Presseserie zur Wanderausstellung "Weimar im Westen: Republik der Gegensätze" (Teil 2)
Westfalen (lwl). Es ist ein bewölkter Tag am 24. April 1932 in Duisburg. Das Fußballstadion ist dicht besetzt. Auf dem Spielfeld geht es um den Einzug in das Finale der Westdeutschen Meisterschaft für den FC Schalke 04 und den Meidericher SV 1931/32. Schalke gewinnt das Halbfinale am Ende überlegen mit 5:1. Das Foto zeigt eine Szene des Spiels, wobei ein Schalker heraussticht: Es ist Ernst Kuzorra, der gerade zum Kopfball ansetzt. Das Bild wird eines von vielen sein, das in der ab Januar 2019 im Düsseldorfer Landtag gezeigten Wanderausstellung der Landschaftsverbände Westfalen-Lippe (LWL) und Rheinland (LVR) "Weimar im Westen: Republik der Gegensätze" im Rahmen des Projekts "100 Jahre Bauhaus im Westen" zu sehen ist. Eine vierteilige Presseserie stellt die verschiedenen Inhalte der Schau vor.

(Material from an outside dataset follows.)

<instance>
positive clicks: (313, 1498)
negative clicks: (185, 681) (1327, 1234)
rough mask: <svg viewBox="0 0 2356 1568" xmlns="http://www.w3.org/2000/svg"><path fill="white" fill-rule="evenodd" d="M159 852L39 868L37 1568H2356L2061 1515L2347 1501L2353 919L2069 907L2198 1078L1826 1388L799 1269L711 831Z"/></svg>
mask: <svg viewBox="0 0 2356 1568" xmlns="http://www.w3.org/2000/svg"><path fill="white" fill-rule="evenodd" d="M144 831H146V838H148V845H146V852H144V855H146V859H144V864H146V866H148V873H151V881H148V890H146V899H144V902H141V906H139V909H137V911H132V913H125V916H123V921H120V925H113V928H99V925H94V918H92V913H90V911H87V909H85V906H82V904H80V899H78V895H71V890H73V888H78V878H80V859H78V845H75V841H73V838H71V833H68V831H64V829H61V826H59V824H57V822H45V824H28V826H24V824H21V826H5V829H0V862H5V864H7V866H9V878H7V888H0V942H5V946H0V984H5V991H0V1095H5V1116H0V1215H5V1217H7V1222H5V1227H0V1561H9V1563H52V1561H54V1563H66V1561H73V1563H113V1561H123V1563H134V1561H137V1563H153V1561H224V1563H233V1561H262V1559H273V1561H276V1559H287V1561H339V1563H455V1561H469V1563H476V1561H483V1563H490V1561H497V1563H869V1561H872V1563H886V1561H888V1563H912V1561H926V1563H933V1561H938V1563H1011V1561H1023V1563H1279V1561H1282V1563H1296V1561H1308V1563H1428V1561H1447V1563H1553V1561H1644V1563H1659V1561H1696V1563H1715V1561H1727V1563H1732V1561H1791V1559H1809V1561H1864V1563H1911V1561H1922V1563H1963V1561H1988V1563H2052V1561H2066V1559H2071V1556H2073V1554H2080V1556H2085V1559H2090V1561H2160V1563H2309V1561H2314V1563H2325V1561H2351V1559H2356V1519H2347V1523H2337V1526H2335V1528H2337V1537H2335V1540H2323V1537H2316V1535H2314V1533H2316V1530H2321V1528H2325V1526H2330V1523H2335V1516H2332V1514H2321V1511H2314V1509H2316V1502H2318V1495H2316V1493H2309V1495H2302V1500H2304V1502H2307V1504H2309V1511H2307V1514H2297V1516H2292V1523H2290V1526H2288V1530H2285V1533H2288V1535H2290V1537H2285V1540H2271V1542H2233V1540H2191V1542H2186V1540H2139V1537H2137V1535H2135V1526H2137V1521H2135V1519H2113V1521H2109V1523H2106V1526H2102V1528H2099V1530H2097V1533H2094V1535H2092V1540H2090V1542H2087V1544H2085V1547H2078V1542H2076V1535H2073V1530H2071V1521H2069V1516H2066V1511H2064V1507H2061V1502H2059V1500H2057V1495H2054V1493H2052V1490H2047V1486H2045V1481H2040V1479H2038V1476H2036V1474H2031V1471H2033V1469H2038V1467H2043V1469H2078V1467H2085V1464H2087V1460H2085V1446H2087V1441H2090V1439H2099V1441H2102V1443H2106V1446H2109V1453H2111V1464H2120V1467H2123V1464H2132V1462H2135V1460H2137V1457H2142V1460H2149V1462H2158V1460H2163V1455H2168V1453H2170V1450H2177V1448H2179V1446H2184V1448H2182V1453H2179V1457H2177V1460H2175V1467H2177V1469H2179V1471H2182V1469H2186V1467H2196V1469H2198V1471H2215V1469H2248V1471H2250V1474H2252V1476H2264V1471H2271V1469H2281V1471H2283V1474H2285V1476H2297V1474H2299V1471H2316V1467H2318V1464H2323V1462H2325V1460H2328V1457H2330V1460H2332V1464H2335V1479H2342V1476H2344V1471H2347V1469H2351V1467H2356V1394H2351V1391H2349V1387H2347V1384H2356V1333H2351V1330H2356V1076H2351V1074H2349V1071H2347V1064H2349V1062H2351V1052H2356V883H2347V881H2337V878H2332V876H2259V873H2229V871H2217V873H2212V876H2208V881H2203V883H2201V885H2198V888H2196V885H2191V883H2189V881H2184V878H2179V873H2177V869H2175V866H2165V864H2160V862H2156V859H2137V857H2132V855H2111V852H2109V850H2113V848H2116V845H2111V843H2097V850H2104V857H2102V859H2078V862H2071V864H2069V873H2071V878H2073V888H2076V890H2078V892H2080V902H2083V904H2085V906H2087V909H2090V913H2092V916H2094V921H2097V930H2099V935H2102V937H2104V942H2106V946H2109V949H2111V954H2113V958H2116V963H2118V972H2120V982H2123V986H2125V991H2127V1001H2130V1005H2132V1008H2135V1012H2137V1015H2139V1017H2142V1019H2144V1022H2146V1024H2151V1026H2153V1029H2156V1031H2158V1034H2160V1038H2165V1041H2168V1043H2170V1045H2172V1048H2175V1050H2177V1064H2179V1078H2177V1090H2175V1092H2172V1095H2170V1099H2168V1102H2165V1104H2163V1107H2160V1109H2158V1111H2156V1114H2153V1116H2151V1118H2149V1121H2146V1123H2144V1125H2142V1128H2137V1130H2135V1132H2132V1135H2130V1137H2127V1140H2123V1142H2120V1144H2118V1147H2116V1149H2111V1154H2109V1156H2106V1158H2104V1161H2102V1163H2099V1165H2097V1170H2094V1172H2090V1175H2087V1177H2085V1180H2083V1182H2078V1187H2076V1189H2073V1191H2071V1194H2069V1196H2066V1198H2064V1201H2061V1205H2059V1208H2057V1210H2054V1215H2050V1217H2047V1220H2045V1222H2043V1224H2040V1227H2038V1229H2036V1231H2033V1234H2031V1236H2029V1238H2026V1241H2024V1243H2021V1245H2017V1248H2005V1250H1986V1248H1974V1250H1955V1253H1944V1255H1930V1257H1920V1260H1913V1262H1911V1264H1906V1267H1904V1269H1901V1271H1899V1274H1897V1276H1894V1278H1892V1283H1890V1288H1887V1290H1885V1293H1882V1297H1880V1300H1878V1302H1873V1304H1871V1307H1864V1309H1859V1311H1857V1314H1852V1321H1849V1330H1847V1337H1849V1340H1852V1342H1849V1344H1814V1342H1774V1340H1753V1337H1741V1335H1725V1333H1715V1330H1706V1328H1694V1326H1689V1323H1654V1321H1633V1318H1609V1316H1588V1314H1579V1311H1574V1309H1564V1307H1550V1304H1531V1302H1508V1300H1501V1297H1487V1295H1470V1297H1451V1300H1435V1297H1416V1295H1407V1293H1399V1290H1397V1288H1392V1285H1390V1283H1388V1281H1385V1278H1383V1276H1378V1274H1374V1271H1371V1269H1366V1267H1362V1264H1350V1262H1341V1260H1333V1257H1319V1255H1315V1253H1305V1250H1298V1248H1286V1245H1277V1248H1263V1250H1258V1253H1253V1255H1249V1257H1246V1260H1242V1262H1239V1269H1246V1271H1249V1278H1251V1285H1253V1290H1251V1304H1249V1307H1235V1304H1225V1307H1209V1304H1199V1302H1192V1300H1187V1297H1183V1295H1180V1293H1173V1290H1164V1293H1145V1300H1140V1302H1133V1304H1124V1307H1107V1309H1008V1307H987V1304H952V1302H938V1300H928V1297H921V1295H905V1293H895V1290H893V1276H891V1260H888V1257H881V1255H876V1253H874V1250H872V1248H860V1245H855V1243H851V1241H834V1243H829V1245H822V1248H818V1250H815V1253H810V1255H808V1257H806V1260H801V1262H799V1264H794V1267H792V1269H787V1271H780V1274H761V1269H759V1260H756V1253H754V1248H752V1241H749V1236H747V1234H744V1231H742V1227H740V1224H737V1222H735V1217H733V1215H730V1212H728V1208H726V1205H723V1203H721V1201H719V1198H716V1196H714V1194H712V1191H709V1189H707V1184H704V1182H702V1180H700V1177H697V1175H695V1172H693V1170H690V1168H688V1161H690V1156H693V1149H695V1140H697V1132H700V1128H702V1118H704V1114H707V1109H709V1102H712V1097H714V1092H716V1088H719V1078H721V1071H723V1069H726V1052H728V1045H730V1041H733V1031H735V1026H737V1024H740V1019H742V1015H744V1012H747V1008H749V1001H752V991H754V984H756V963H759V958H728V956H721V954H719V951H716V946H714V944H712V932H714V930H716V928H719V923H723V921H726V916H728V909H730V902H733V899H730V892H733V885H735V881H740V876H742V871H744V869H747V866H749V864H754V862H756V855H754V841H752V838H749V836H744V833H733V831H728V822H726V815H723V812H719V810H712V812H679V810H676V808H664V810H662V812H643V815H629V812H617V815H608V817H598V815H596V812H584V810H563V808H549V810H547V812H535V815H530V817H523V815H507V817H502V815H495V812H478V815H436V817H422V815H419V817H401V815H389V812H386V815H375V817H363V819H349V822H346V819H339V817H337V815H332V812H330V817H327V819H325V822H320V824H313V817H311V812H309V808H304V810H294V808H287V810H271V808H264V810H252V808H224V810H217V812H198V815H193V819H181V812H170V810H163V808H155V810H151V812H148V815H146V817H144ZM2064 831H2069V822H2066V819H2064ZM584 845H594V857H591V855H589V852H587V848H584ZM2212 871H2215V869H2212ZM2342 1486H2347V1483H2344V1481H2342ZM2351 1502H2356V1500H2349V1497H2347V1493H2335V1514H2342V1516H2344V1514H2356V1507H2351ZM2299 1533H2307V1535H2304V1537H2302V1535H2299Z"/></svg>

Das Foto steht für die LWL-Ausstellungsmacherinnen Regina Göschl und Dr. Julia Paulus für das Thema "Fremd-Sein" in Westfalen und im Rheinland während der Weimarer Republik, denn Kuzorras Eltern stammten aus Masuren. Sein Vater war Bergmann und kam wie etwa eine halbe Million aus Ostpreußen und dem heutigen Polen stammende Arbeiter Ende des 19. Jahrhunderts mit seiner Ehefrau ins Ruhrgebiet. Ihr Ziel war ein Arbeitsplatz in der vor Ort boomenden Montanindustrie.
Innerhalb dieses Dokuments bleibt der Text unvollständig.